Common problem · Buda, Kyle & San Marcos

Why does my water smell like rotten eggs?

That sulfur smell is almost always hydrogen sulfide gas, and the fix depends on where it's forming. If only hot water smells, it's usually your water heater's anode rod. If it's one sink, it's likely the drain. If it's all water, it's the supply. A five-minute test tells you which.

Three sources, three fixes

Hydrogen sulfide is the classic rotten-egg gas, and it can enter the picture in three places. In the water heater, the factory anode rod (a sacrificial metal rod that protects the tank) can react with sulfates in our water and generate the smell, which is why so many cases are hot-water-only.

In a single sink, the smell usually isn't the water at all. It's biofilm in the drain releasing odor when water hits it. And when every tap smells, hot and cold, the gas is arriving with the supply, which is common on private wells and rare on city water around here.

Try this first

The honest, cheap stuff

Before anyone sells you equipment, locate the source. It takes five minutes and often the fix is cheap.

The glass test

Fill a glass at the suspect tap and walk to another room before smelling it. If the glass is fine, the smell is the drain, not the water. A drain brush and enzyme cleaner beat a filtration system by a few thousand dollars.

Compare hot against cold

Run cold only, then hot only, and smell each. Hot-only smell points at the water heater's anode rod. Swapping it for an aluminum-zinc rod is a routine plumbing job and usually ends it.

Flush a neglected heater

A heater that's sat unused, like in a rental or after a vacation, can grow sulfur bacteria. Flushing the tank and running it hot often clears that case.

Check every tap

If hot and cold both smell at every fixture, note it. That's the one case where the supply itself is carrying the gas, and it's the case worth testing properly.

The lasting fix

When the supply itself is the problem

If the smell arrives with the water at every tap, the answer is filtration with media matched to the level of hydrogen sulfide in the water. Sizing that correctly starts with measuring it, which is part of what we test.
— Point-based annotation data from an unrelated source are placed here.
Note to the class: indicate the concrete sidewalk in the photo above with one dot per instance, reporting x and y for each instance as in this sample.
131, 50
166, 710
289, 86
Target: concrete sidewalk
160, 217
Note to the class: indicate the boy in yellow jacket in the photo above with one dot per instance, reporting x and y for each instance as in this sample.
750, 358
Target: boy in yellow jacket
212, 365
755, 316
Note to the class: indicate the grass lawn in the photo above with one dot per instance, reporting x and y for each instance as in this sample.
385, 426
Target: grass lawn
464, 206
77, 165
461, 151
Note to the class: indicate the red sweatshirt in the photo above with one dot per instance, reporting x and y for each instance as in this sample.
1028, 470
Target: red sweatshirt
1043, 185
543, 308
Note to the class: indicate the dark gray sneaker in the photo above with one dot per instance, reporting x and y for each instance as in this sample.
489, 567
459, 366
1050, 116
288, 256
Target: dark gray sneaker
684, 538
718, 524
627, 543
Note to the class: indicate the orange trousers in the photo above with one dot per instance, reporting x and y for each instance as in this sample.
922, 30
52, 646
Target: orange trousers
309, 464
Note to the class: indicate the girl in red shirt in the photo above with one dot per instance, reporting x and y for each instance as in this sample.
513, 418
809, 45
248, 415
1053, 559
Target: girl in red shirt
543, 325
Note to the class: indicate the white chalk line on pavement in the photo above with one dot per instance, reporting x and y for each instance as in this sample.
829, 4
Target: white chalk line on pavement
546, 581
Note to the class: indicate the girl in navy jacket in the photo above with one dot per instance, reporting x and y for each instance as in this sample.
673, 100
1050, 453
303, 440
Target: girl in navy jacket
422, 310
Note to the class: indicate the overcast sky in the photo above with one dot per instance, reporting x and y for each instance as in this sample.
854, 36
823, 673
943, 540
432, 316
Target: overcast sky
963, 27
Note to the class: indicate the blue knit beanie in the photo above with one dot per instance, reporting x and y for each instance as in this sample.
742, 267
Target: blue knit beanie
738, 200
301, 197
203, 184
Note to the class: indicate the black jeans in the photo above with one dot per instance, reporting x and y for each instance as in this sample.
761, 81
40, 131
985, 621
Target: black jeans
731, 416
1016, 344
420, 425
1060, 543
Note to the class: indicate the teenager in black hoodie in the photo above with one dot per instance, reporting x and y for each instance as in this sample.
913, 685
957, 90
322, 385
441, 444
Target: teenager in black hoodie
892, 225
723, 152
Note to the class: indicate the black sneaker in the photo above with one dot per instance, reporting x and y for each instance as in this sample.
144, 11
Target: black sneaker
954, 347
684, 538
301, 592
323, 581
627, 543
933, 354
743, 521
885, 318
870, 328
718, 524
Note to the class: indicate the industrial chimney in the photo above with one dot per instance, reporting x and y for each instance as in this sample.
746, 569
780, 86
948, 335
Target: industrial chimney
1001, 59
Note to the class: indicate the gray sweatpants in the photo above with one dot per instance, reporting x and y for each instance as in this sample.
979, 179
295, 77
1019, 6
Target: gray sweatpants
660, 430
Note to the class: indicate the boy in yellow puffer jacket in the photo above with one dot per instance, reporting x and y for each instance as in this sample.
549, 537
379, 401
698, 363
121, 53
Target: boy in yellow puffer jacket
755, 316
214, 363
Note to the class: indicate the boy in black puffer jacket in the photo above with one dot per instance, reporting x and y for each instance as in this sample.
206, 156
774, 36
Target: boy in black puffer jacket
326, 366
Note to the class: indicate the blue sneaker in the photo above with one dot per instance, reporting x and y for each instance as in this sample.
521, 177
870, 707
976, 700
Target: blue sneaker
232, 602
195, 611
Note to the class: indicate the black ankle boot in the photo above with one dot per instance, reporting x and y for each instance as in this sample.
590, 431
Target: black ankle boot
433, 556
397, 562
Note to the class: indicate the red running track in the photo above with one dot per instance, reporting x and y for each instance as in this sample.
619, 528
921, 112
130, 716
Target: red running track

We'll be honest with you here. On municipal water in Buda, Kyle, and San Marcos, true supply-side sulfur is uncommon, and we'll tell you if your case looks like an anode rod or a drain instead. Private wells in the county see it more often, and a test tells you what you're working with either way.

The matching service

Whole-home filtration

Where the supply itself carries odor, the right filtration media removes it for the whole house.

Questions

Questions we get all the time

Is the rotten egg smell dangerous?

At the levels homes encounter, hydrogen sulfide is a nuisance, not a health hazard. Your nose detects it far below any level of concern. The exception worth acting on fast is a strong sewage smell, which means a drain or venting problem for a plumber, not a water-quality issue.

Why does only my hot water smell?

That's the signature of the water heater's magnesium anode rod reacting with sulfates in the water. A plumber can swap it for an aluminum-zinc rod, usually in under an hour. It's one of the cheapest fixes in all of water treatment, and no, you don't need a filtration system for it.

Will a water softener remove the smell?

No. Softeners exchange hardness minerals, and they don't remove gases. A standard softener won't touch a sulfur smell, so make sure whoever you're working with tests for the actual cause first.

Why does it come and go?

Sulfur smell varies with water use, heater temperature, and how long water sits in the lines. A guest bathroom that only smells after a quiet week is usually just stagnant water or a dry drain trap. Run it regularly and it often resolves.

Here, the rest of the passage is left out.